Numeral Converter is a Python library that provides functionality to convert numbers to text and vice versa, supporting multiple languages. It also allows the processing of numbers in text with support for grammatical cases, gender, and pluralization. Additionally, it can detect and convert numbers embedded in sentences into their numerical equivalents.

Core Functions

get_available_languages()

Retrieves a list of languages supported by the numeral converter.

  • Returns:

    • A list of language codes (e.g., ['uk', 'en', 'ru']).
  • Example:

from numeral_converter import get_available_languages

print(get_available_languages())  # Output: ['uk', 'en', 'ru']

get_max_order(lang)

Returns the maximum numerical order supported for a specific language.

  • Parameters:

    • lang (str): The language code (e.g., 'en', 'uk', 'ru').
  • Returns:

    • The maximum numerical order as an integer.
  • Example:

from numeral_converter import get_max_order

print(get_max_order('en'))  # Output: 47
print(get_max_order('uk'))  # Output: 65

numeral2int(numeral, lang)

Converts a numeral in text form into its integer representation.

  • Parameters:

    • numeral (str): The numeral string (e.g., 'one', 'одного').
    • lang (str): The language code (e.g., 'en', 'uk', 'ru').
  • Returns:

    • An integer representing the value of the numeral.
  • Example:

from numeral_converter import numeral2int

print(numeral2int('one', 'en')) # Output: 1
print(numeral2int('одного', 'ru')) # Output: 1
print(numeral2int('тисячний', 'uk')) # Output: 1000

int2numeral(value, lang, num_class=None, gender=None, case=None, number=None)
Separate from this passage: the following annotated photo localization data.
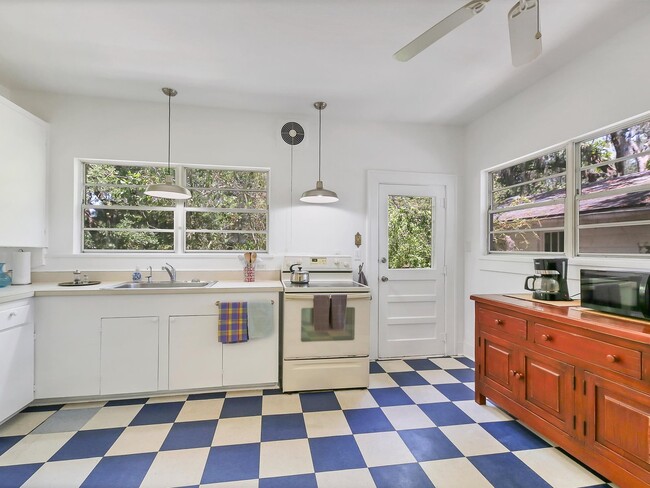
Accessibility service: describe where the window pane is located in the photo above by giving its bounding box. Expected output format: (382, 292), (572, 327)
(84, 230), (174, 251)
(580, 121), (650, 167)
(186, 168), (267, 190)
(187, 190), (267, 209)
(388, 195), (432, 269)
(491, 150), (566, 189)
(580, 166), (650, 194)
(490, 231), (549, 252)
(578, 189), (650, 226)
(579, 225), (650, 255)
(84, 209), (174, 229)
(85, 163), (168, 185)
(186, 211), (267, 231)
(85, 186), (174, 207)
(186, 232), (267, 251)
(492, 176), (565, 209)
(491, 204), (564, 232)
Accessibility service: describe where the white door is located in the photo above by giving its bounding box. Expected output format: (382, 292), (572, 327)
(378, 183), (447, 358)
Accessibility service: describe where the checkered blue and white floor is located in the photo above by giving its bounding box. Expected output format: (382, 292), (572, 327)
(0, 357), (615, 487)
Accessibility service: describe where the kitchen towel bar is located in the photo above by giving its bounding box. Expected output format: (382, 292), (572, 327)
(215, 299), (274, 306)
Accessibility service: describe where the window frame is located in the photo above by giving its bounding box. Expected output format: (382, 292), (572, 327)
(79, 159), (270, 254)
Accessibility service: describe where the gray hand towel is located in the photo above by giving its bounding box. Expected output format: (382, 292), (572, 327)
(313, 295), (331, 331)
(330, 294), (347, 330)
(248, 301), (274, 339)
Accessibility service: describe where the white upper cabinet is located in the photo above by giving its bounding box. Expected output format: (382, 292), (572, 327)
(0, 95), (48, 247)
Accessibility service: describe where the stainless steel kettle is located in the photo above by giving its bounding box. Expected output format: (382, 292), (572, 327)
(289, 263), (310, 284)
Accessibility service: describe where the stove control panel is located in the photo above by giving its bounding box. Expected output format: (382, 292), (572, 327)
(282, 255), (353, 272)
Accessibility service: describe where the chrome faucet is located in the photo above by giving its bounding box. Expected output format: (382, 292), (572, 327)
(146, 266), (153, 283)
(162, 263), (176, 282)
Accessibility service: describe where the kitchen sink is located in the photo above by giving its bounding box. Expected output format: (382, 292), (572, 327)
(112, 281), (217, 289)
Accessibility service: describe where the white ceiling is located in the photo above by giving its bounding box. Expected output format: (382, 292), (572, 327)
(1, 0), (648, 124)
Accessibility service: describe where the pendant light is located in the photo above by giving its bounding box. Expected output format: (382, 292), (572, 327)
(144, 87), (191, 200)
(300, 101), (339, 203)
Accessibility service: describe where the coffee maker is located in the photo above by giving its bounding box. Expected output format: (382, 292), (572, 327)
(524, 258), (571, 301)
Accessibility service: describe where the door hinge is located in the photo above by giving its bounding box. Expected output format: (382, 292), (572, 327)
(443, 333), (448, 343)
(583, 380), (587, 395)
(583, 421), (587, 436)
(478, 336), (481, 347)
(572, 416), (576, 429)
(442, 198), (447, 209)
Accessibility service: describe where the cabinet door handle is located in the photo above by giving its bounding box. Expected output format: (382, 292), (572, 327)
(540, 334), (551, 342)
(494, 319), (504, 326)
(606, 354), (618, 363)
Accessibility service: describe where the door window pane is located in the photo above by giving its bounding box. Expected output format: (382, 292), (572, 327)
(388, 195), (433, 269)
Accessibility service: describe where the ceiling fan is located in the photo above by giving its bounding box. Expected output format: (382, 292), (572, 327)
(394, 0), (542, 67)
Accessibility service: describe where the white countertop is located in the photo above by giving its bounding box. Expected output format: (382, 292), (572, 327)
(0, 280), (283, 304)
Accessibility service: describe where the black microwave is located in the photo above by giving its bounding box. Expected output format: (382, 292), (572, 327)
(580, 269), (650, 320)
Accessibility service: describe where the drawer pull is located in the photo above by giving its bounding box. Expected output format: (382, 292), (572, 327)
(540, 334), (551, 342)
(494, 319), (504, 326)
(8, 312), (16, 318)
(606, 354), (618, 363)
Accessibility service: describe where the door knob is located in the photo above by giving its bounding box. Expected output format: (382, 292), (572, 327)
(381, 257), (387, 263)
(381, 276), (389, 282)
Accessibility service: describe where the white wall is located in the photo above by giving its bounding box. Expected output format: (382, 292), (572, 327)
(462, 13), (650, 357)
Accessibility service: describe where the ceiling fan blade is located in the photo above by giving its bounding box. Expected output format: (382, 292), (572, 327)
(508, 0), (542, 67)
(394, 0), (490, 62)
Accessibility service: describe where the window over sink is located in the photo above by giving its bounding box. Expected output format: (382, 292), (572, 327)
(81, 160), (269, 253)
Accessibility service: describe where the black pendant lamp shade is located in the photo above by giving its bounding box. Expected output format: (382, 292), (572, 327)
(144, 87), (191, 200)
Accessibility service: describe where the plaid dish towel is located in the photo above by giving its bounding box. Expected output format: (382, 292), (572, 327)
(218, 301), (249, 343)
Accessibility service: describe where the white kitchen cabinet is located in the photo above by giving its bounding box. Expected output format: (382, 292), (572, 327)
(0, 299), (34, 424)
(100, 317), (159, 395)
(169, 315), (223, 390)
(0, 95), (48, 248)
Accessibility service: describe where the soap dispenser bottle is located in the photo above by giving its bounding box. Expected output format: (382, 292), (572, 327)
(132, 266), (142, 282)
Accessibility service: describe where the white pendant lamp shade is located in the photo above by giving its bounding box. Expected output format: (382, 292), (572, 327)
(145, 87), (192, 200)
(300, 101), (338, 204)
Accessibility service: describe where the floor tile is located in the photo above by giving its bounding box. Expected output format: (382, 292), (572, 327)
(381, 405), (435, 430)
(344, 408), (394, 434)
(259, 439), (313, 478)
(417, 369), (461, 385)
(22, 457), (101, 488)
(51, 428), (124, 461)
(0, 432), (75, 466)
(434, 383), (476, 401)
(130, 402), (184, 426)
(368, 373), (398, 389)
(220, 397), (263, 418)
(187, 391), (227, 401)
(261, 414), (306, 441)
(309, 435), (366, 472)
(398, 427), (462, 461)
(0, 463), (42, 487)
(470, 452), (552, 488)
(31, 408), (101, 434)
(515, 447), (606, 487)
(303, 410), (352, 438)
(370, 463), (434, 488)
(299, 391), (340, 412)
(402, 385), (448, 404)
(202, 444), (260, 484)
(146, 394), (188, 404)
(200, 480), (258, 488)
(226, 389), (264, 398)
(140, 447), (210, 488)
(430, 357), (468, 369)
(176, 399), (224, 422)
(376, 360), (413, 373)
(354, 431), (416, 467)
(261, 394), (302, 415)
(404, 358), (441, 371)
(420, 457), (493, 487)
(482, 421), (550, 451)
(22, 404), (64, 413)
(0, 436), (22, 457)
(106, 424), (172, 456)
(258, 473), (317, 488)
(0, 412), (55, 437)
(369, 387), (414, 407)
(80, 405), (143, 430)
(315, 467), (376, 488)
(388, 371), (430, 386)
(262, 388), (283, 396)
(455, 356), (476, 368)
(80, 452), (155, 488)
(161, 420), (217, 450)
(419, 402), (475, 426)
(448, 368), (476, 382)
(454, 400), (513, 423)
(212, 416), (261, 446)
(334, 389), (379, 410)
(369, 362), (385, 374)
(104, 398), (148, 407)
(440, 424), (509, 457)
(61, 401), (107, 410)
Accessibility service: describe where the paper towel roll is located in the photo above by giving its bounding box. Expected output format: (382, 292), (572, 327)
(12, 251), (31, 285)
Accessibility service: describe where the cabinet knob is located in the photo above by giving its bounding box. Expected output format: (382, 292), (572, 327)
(540, 334), (551, 342)
(8, 312), (16, 318)
(606, 354), (618, 363)
(495, 319), (504, 326)
(509, 369), (516, 376)
(515, 372), (524, 380)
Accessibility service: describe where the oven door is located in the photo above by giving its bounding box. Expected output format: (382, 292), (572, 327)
(283, 292), (371, 359)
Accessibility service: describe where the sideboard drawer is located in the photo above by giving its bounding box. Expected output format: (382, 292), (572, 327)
(478, 307), (527, 340)
(533, 323), (641, 379)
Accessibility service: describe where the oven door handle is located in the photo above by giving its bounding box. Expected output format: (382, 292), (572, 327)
(284, 294), (372, 301)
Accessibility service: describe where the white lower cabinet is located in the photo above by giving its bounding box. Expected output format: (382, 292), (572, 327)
(0, 299), (34, 424)
(100, 317), (159, 395)
(169, 315), (223, 390)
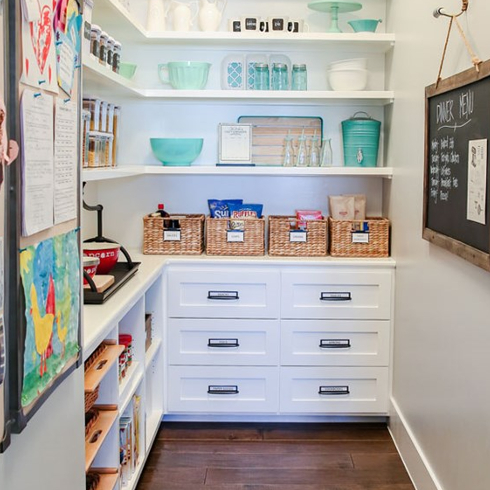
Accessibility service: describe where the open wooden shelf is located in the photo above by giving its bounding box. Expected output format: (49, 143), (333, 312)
(85, 344), (125, 393)
(85, 407), (119, 472)
(86, 468), (119, 490)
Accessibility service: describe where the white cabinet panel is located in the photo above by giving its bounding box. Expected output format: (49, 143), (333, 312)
(167, 366), (280, 413)
(168, 318), (280, 366)
(281, 320), (390, 367)
(280, 366), (389, 414)
(281, 270), (393, 320)
(168, 269), (280, 318)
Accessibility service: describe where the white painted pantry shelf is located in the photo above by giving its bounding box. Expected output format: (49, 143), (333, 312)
(83, 57), (395, 105)
(82, 165), (394, 182)
(93, 0), (395, 52)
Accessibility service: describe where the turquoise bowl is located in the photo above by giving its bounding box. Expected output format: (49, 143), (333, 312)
(150, 138), (203, 166)
(348, 19), (382, 33)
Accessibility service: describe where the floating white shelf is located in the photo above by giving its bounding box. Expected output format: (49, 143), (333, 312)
(83, 59), (394, 104)
(93, 0), (395, 52)
(83, 165), (394, 182)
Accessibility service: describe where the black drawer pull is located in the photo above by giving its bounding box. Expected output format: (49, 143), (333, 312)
(320, 292), (352, 302)
(208, 338), (240, 348)
(208, 290), (239, 300)
(207, 385), (239, 395)
(319, 386), (350, 395)
(319, 339), (351, 349)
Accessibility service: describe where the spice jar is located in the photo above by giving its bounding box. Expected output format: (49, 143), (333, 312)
(254, 63), (270, 90)
(292, 64), (307, 91)
(90, 24), (101, 59)
(272, 63), (289, 90)
(106, 36), (115, 70)
(99, 31), (108, 65)
(112, 41), (121, 73)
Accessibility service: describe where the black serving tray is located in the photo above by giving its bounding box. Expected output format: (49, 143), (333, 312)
(83, 261), (141, 305)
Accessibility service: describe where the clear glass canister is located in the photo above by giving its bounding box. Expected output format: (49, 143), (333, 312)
(99, 31), (108, 65)
(292, 64), (307, 91)
(106, 37), (115, 70)
(272, 63), (289, 90)
(112, 41), (121, 73)
(112, 106), (121, 166)
(90, 24), (101, 59)
(254, 63), (270, 90)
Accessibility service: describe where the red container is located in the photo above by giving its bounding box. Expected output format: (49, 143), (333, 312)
(83, 256), (99, 285)
(83, 242), (121, 274)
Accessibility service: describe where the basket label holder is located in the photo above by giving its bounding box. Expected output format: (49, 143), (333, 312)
(164, 229), (181, 241)
(289, 230), (308, 242)
(227, 230), (244, 242)
(351, 221), (370, 244)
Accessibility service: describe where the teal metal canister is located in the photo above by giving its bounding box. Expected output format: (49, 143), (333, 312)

Converts an integer into its textual representation.

  • Parameters:

    • value (int): The numerical value to convert.
    • lang (str): The language code.
    • num_class (NumClass, optional): Specifies the numeral class (CARDINAL or ORDINAL).
    • gender (Gender, optional): Specifies the grammatical gender (MASCULINE, FEMININE, NEUTER).
    • case (Case, optional): Specifies the grammatical case (NOMINATIVE, GENITIVE, etc.).
    • number (Number, optional): Specifies singular or plural (SINGULAR, PLURAL).
  • Returns:

    • A string representing the numeral in text form.
  • Example:

from numeral_converter import int2numeral

print(int2numeral(
    2023, 
    lang="uk", 
    num_class='ORDINAL', 
    number='SINGULAR')
# Output: "дві тисячі двадцять третій"

convert_numerical_in_text(text, lang, **kwargs)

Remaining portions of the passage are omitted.